From June 2011 to February 2013, Snapchat also claimed that, “We do not ask for, track, or access any location specific information from your device at any time while you are using the Snapchat application.” However, the FTC noted that the company had collected Wi-Fi and network-based location information and supplied it to its analytics tracking service provider.

On top of it all, the promised sense of security proved to be a little less secure. Between June 2011 and the present, Snapchat claimed to take “reasonable measures” to protect user information, though the specific language in the privacy policy changed multiple times. According to the FTC, Snapchat did not take very good measures to secure the platform, as it was possible for some time for users to make accounts using false phone numbers, and such a practice was employed by hackers to gather 4.6 million users names and phone numbers.
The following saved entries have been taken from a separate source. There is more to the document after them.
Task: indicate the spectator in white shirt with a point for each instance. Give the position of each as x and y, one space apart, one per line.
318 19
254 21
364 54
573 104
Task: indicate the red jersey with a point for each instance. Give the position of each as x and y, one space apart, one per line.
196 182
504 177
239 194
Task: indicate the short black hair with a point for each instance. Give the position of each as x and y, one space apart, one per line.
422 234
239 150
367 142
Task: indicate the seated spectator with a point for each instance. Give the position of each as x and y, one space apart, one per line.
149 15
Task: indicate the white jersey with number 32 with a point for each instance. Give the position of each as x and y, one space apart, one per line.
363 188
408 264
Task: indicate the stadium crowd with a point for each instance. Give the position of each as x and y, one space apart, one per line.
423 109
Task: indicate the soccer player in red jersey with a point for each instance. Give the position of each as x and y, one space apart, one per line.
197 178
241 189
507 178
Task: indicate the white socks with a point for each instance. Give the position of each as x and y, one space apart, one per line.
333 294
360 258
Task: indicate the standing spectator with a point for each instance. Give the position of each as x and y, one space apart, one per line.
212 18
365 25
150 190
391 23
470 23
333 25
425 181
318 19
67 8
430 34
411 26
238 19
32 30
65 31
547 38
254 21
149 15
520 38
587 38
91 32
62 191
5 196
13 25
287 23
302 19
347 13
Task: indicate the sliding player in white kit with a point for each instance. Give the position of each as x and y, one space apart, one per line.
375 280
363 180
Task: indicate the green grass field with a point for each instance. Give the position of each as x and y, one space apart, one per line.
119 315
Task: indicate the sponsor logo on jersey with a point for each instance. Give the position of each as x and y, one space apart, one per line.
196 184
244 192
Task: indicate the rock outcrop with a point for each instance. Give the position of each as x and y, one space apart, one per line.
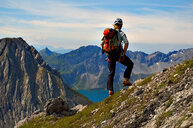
86 68
163 100
27 82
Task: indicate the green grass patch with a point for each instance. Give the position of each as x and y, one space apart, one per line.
181 121
169 102
146 80
191 108
163 116
86 117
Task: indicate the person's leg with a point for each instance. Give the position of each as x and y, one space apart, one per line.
127 62
111 66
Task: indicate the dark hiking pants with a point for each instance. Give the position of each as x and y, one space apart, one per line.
112 65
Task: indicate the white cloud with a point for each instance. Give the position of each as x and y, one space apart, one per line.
69 23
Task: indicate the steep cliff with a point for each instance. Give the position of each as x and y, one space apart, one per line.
163 100
86 68
27 82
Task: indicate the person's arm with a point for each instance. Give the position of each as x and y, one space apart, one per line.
125 48
126 43
102 45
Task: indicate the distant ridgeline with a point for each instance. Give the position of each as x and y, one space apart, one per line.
27 82
86 68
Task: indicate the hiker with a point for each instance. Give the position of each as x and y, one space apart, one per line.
112 46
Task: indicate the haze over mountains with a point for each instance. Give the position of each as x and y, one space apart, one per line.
86 68
163 100
27 82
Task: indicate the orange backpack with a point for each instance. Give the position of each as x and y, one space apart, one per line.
109 33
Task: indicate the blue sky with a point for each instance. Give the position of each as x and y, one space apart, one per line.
150 25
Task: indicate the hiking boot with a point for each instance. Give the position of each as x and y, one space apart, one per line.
126 82
111 92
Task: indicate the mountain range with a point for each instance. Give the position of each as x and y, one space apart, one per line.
163 100
86 68
27 82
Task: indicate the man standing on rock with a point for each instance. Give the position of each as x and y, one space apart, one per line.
112 45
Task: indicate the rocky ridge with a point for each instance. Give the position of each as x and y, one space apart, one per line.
163 100
86 68
27 82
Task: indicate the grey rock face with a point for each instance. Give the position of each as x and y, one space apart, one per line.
166 101
27 82
59 107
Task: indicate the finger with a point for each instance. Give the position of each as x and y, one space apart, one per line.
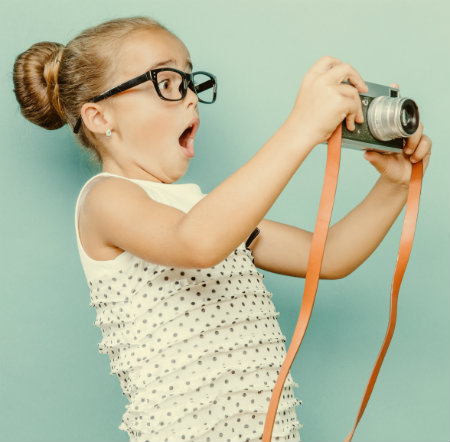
344 72
352 92
324 64
422 150
413 140
350 111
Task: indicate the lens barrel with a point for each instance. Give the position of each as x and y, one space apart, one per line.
392 117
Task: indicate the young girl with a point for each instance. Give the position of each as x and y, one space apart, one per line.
190 329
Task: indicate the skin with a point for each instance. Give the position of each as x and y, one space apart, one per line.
145 129
144 145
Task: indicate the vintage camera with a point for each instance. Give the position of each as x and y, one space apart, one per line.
388 121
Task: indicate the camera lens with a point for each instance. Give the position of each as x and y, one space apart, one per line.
392 117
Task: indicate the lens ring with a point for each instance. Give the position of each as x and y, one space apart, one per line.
386 117
410 122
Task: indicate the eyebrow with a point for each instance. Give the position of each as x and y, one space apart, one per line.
162 63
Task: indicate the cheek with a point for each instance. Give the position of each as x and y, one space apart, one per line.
145 123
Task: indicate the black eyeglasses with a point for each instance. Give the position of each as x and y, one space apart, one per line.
170 84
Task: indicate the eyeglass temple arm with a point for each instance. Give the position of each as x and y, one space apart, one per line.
121 88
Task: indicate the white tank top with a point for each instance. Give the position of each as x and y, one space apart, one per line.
197 351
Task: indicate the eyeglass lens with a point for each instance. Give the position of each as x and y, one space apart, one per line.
171 85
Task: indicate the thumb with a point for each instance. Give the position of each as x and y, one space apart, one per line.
377 160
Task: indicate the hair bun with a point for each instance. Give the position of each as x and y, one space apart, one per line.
36 85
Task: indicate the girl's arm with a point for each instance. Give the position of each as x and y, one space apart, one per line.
121 214
284 249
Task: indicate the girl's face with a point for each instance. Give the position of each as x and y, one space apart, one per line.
145 140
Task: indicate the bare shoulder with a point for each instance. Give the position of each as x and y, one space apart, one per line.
100 197
118 215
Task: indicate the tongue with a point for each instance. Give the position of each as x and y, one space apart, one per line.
189 147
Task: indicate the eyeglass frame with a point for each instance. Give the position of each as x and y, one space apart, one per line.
151 75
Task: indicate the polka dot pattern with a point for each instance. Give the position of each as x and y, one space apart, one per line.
197 351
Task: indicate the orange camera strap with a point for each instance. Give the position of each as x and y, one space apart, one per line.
313 272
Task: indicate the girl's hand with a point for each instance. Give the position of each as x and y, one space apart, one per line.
396 167
323 101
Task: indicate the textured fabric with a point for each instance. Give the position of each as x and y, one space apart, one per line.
197 351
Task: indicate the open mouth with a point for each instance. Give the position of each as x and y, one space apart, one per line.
186 139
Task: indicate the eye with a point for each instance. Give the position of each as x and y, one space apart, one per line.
164 84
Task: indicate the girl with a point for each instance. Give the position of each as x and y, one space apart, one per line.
186 320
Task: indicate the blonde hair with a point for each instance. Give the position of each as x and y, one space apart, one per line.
53 81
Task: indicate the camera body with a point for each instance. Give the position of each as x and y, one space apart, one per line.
388 121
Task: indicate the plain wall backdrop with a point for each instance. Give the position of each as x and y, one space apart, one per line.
55 386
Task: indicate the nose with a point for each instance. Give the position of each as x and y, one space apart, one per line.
191 96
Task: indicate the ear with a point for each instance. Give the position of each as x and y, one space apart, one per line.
96 118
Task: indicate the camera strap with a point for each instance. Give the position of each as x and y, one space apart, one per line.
313 272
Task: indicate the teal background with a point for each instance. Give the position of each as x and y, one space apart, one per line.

Though Snapchat isn’t particularly in trouble yet, as it can correct these problems before it faces penalties, it may be hurt by a damage to the trust of users. In its blog, Snaptchat said that, “Even before today’s consent decree was announced, we had resolved most of those concerns over the past year by improving the wording of our privacy policy, app description, and in-app just-in-time notifications. And we continue to invest heavily in security and countermeasures to prevent abuse.” Future breaches of trust can be expected to be significantly reduced as a result of this FTC action, and other companies acting similarly may hold back, knowing that they could be next under scrutiny.